Yancey’s aware that his experience is different from other people’s. He likes to use the word “graced” to describe God’s work in his own life. “I’m a firm believer that God can use anything, even the bad things in your life.”

But he knows why people leave. He gets it. He talks to these people, and their frustrations make sense. He feels like a lot of people want to believe but “what often happens is that something else gets in the way,” he says. “Maybe it’s the self-righteousness, or the bad churches or the ungraceful way churches treat divorced people or gay people or whatever.”

Yancey also believes that a culture of fear has become deeply associated with American Christianity — a fear that may be pushing people away. “When I grew up, it was fear of the world, fear of communism, fear of the battle of Armageddon,” he says. “And then fear of a Catholic president and then fear of secular humanism.
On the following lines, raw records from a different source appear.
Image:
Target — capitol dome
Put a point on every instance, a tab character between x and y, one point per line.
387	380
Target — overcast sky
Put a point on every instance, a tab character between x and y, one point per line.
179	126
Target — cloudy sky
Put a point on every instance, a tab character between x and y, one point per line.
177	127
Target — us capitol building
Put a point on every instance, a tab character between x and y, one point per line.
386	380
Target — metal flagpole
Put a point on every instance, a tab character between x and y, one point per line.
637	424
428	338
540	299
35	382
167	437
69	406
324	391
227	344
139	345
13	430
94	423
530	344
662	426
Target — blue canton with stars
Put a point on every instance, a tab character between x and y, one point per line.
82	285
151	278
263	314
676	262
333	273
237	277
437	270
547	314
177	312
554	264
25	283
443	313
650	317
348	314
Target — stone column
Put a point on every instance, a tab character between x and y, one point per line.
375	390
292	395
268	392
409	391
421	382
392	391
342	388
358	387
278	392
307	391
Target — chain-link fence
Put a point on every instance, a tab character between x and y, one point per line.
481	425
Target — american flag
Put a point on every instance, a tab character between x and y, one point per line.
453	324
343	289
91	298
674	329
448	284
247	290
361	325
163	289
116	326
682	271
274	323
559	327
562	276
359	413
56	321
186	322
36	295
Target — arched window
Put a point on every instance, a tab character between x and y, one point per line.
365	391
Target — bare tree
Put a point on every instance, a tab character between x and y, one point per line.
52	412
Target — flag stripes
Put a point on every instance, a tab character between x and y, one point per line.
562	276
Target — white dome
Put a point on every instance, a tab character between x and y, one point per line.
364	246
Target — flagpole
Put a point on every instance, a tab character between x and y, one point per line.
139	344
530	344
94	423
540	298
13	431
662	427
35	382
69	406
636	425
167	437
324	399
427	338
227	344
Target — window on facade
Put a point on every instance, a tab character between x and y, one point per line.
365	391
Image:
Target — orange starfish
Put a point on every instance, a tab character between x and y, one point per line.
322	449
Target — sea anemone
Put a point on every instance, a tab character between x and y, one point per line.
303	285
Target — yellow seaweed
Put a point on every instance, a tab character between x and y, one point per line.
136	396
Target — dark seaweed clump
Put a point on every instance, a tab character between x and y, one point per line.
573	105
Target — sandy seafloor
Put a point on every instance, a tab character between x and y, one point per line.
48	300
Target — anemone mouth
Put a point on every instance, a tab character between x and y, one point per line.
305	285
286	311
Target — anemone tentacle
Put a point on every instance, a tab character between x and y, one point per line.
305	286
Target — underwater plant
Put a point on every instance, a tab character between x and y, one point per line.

It just kept going and we kept plugging things in.”

These days, Yancey believes Christians are afraid of things like vaccines, liberals and Critical Race Theory. “Here we are, a group almost defined by fear, which is very sad. It shows our lack of confidence in God,” he says. “If we really believe that God is in ultimate control of history, then we don’t have to be afraid of these things. We can trust God.”

He sounds exasperated as he says this, which goes to show, again, that Yancey does get it. He knows why people leave. But he knows why he stayed and it’s at least possible that his story will convince others that staying is worth it. As he has it, “God is the father seeking any one of His prodigals to come home.”

Why We Stay

“The Church told me what to believe and how to act, and it was very prescribed for me,” Yancey says. “And then I went through a period of saying, ‘Wait a minute. They were wrong. They lied to me about race, they lied to me about other things and how can I trust what they say about Jesus and the Bible.’ And I started distancing myself and not praying and really being a functional atheist. And ever since, I’ve been in the process of reordering.”

Yancey uses the word “reordering,” though he speaks intelligently on the subject of “deconstruction.” For him, faith is often a cyclical process of order, disorder and reorder. 

For Yancey, reordering has looked like writing, as he insists that his dozens of books are really just his attempt to rediscover a more honest faith. His most recent is his memoir, which he named Where the Light Fell after that Augustine quote. He encourages others to engage in the process of reordering their faith in the same way that he’s engaged in the process of reordering his own. 

And as he’s reordered his understanding of the Gospel, one thing has become clear. “The Gospel means good news,” he says. “And if it doesn’t sound like good news, it’s not the Gospel.” 

This can be the key to a healthy, new understanding of faith — one in which the the disorder is replaced by a reordering around goodness, light and grace. 

“It takes going through painful reconciliation processes sometimes,” he says. “It’s not an easy thing to do. But it is part of the redemption process. It’s part of allowing a new start. That’s what redemption does.”